Sami tumbuh menjadi sosok yang akrab dengan literasi, tak sedikit buku yang ia baca, ditanamkan prinsip-prinsip kebenaran serta ideologi yang lurus dilingkungan aktivis semasa sekolah. Sami di mata teman-teman seusianya adalah anak yang “gila” kompetisi. Sulit untuk menghitung perlombaan yang telah diikuti, hanyalah tumpukan piagam serta piala berbahan kaleng di sudut kamarnya, menjadi saksi atas banyaknya prestasi Sami. Itulah yang melekat padanya. Didalam rekaman memori, angin masih terasa sepoi-sepoi, sejuk menerpanya.
Tibalah Sami kini, di suatu pagi di akhir bulan oktober, setelah 3 bulan bekerja, angin sepoi-sepoi itu berubah, tak lagi sejuk menerpanya. Sami di cela, dia di ancam dengan pemotongan hak, dipaksa melawan masa lalu dan pendiriannya.
Sami masih tertunduk di depan meja yang berantakan, keringat di kepalanya mengalir, mulutnya sulit untuk menelan ludahnya sendiri, tenggorokannya sakit, kelopak matanya mulai basah. “sialan! saya memilih tamparan yang berbunyi keras, dari pada caci-maki yang lembut dibisiki” batinnya meronta.
Menit-menit setelahnya Sami menemukan dua simpang jalan dalam kepalanya. Pertama, apakah karena gaji, dia harus patuh dan tetap duduk di kursi itu atau kedua, berdiri pulang, membawa harga diri yang utuh. Buka hal yang mudah, ini soal nasib, konsekuensi dari keputusannya tetap saja akan menyulitkan. Tidak hanya bagi Sami, harga diri sebagai pilihan kedua akan ditukar dengan nasib si Inar istrinya yang sedang hamil muda dan si Atma anaknya yang tahun besok akan masuk kuliah.
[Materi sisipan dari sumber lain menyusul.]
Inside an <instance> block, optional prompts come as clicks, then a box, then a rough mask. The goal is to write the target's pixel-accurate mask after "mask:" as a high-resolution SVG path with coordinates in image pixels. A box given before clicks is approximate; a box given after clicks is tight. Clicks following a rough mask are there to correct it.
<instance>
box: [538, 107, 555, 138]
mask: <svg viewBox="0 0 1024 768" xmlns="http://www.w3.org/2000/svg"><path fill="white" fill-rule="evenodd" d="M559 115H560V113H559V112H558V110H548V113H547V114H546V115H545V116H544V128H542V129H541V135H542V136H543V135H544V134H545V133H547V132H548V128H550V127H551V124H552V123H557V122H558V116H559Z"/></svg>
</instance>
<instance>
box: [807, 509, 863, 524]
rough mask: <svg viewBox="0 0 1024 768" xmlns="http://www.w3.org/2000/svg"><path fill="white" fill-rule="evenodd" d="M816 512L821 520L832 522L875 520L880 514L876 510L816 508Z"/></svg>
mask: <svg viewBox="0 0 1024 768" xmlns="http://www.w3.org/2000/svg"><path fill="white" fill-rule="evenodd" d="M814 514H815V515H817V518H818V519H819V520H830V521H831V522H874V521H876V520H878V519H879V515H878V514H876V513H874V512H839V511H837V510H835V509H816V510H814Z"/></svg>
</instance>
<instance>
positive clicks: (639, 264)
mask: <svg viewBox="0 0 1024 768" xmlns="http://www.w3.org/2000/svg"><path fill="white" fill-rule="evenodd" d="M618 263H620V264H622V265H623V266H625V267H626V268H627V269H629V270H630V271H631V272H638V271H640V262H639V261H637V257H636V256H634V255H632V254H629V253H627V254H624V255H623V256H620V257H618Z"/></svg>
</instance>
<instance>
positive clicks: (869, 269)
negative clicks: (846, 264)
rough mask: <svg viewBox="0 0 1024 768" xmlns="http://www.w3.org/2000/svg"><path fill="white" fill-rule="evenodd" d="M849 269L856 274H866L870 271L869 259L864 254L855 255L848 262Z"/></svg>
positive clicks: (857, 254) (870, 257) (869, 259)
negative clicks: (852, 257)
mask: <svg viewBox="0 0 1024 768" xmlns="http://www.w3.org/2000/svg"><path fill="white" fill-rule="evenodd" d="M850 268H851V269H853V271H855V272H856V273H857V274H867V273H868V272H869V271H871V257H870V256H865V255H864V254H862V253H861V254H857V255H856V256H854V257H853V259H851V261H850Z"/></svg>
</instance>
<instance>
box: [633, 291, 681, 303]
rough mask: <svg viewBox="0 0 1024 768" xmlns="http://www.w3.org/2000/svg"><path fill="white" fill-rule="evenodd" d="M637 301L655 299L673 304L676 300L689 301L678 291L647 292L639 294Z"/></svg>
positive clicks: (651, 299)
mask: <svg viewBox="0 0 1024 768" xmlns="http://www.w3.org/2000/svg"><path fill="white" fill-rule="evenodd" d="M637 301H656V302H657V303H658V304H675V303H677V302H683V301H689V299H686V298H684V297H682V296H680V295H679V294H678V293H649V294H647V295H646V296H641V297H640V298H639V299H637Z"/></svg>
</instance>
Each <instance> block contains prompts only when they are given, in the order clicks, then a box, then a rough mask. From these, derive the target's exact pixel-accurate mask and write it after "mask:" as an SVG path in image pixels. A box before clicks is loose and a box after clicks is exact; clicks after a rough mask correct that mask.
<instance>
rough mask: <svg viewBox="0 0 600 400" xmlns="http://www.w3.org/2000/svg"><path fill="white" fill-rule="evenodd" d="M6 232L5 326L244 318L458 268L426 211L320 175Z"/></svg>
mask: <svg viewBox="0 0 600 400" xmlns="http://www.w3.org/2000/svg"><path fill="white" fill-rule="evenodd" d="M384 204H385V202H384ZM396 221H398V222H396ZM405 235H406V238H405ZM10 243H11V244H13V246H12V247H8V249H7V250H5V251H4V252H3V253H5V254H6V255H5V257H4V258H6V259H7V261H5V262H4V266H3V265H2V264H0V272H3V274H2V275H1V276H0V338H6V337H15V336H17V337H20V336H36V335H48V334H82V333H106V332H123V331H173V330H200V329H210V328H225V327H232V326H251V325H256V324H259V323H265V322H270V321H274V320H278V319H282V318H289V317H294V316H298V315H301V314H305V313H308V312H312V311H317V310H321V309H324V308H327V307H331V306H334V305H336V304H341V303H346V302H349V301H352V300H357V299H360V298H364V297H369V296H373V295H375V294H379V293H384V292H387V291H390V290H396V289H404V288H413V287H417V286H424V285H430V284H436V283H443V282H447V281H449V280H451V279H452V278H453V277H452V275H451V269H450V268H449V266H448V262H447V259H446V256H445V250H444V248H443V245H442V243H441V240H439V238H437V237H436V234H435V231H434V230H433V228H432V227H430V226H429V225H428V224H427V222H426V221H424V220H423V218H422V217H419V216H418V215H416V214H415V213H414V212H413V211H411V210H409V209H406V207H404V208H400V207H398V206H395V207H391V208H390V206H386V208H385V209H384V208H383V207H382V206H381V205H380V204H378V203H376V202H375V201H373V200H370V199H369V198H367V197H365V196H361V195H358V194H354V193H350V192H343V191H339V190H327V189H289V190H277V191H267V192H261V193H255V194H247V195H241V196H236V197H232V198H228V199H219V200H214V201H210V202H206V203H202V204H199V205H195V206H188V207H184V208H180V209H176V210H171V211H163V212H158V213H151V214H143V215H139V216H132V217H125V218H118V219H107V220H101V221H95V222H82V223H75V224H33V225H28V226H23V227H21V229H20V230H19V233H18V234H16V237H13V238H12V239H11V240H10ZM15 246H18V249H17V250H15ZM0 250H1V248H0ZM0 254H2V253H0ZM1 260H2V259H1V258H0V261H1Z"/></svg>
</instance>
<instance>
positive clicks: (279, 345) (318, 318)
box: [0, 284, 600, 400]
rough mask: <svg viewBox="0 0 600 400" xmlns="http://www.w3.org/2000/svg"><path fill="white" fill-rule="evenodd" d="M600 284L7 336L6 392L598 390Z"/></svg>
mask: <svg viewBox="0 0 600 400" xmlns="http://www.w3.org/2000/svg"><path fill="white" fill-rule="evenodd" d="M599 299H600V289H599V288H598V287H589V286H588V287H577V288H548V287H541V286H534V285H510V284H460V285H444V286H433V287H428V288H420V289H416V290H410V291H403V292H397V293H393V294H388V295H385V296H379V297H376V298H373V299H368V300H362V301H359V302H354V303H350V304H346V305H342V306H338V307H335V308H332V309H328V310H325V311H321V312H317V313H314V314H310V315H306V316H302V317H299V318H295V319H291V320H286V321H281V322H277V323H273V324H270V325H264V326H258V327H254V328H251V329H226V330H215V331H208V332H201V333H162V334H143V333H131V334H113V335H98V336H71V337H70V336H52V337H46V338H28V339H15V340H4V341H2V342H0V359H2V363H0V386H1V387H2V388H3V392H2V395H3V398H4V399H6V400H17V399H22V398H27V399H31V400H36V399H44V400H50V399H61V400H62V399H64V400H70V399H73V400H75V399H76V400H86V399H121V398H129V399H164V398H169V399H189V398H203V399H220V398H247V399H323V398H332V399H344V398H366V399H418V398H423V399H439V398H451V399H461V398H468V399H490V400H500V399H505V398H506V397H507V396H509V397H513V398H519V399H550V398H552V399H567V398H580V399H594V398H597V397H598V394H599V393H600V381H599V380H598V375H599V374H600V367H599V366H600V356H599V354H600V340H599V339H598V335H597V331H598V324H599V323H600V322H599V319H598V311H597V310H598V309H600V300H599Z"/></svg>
Sebelum Sami ingin bicara kepada pimpinannya, orang yang baru saja memaki itu menerima panggilan telepon. Samar-samar terdengar di ujung telepon itu ada seorang laki-laki lain berucap dengan serius, menyampaikan peluang baru untuk proyek yang lain. Wajahnya pimpinannya sumringah.
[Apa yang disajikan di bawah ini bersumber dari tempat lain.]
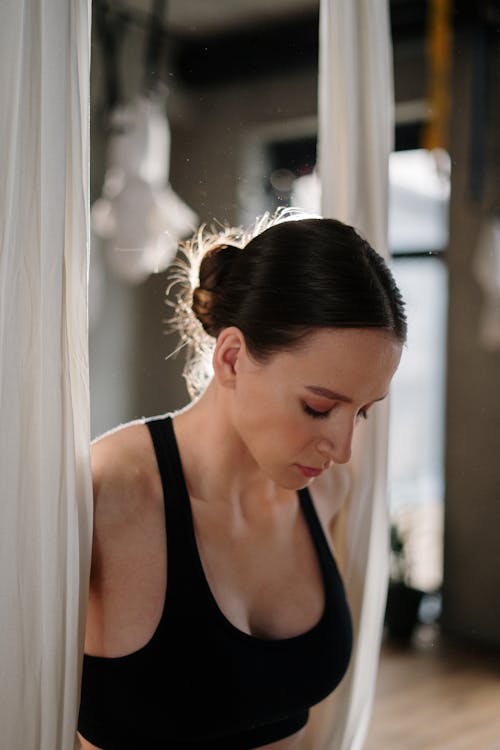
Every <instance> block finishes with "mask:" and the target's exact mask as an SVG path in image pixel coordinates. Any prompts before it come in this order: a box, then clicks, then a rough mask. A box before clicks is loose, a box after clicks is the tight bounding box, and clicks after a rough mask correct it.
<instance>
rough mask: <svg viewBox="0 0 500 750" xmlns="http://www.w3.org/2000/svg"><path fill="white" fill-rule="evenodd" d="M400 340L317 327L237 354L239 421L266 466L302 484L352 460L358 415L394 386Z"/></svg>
mask: <svg viewBox="0 0 500 750" xmlns="http://www.w3.org/2000/svg"><path fill="white" fill-rule="evenodd" d="M401 349H402V346H401V344H400V343H399V342H398V341H397V340H396V339H395V338H394V337H393V336H391V335H389V334H388V333H386V332H384V331H381V330H378V329H369V328H363V329H361V328H360V329H319V330H317V331H316V332H314V333H312V334H311V335H310V336H309V337H308V338H306V339H304V340H303V341H302V342H301V343H300V344H299V345H298V346H297V347H296V348H295V349H294V350H293V351H290V352H280V353H278V354H275V355H273V356H272V357H270V359H269V360H267V361H266V362H265V363H264V364H259V363H256V362H255V360H253V359H252V358H251V357H250V356H249V355H248V353H247V352H246V349H245V348H243V350H242V351H241V352H240V354H239V355H238V359H237V363H236V366H235V371H236V377H235V383H234V390H233V398H232V407H231V410H232V418H233V424H234V426H235V428H236V430H237V432H238V433H239V436H240V438H241V440H242V441H243V444H244V446H245V447H246V449H247V450H248V452H249V453H250V455H251V457H252V458H253V460H254V461H255V462H256V463H257V465H258V466H259V468H260V469H261V470H262V472H263V473H264V474H265V475H266V476H267V477H269V478H271V479H273V480H274V481H275V482H276V483H277V484H278V485H279V486H281V487H284V488H287V489H295V490H296V489H299V488H301V487H304V486H306V485H307V484H309V483H310V482H311V481H312V479H313V478H314V477H316V476H318V475H319V474H320V473H321V472H322V471H323V470H324V469H326V468H327V467H328V466H329V465H330V464H331V463H332V462H334V463H346V462H347V461H349V458H350V455H351V442H352V437H353V432H354V429H355V427H356V424H357V423H358V422H359V420H361V419H364V418H369V415H370V413H371V410H372V407H373V405H374V404H375V403H376V402H377V401H381V400H382V399H383V398H385V396H386V395H387V393H388V390H389V384H390V382H391V379H392V376H393V375H394V373H395V371H396V369H397V367H398V364H399V360H400V357H401Z"/></svg>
“wahhh.. siap pak! ...Beres pak! ....Seperti biasa, Saya mengikut saja.”
Seperti ada yang tidak beres. Kalimat terakhir dari pimpinan itu membuat hening pembicaraan mereka, sesaat laki-laki di ujung telepon itu diam, membuat pimpinannya bingung tak mengerti.
Si penelpon melanjutkan dengan bertanya.
“oke, lalu bagaimana soal yang kemarin?”
Dengan terbata-bata dijawab oleh si pimpinan.
“anu pak,.. target substansi belum terpenuhi, akan sulit mencapai outcome yang direncanakan, Karena dibatasi anggarannya, tim kami belum bisa ke daerah-daerah, Tim tidak punya data untuk di olah.”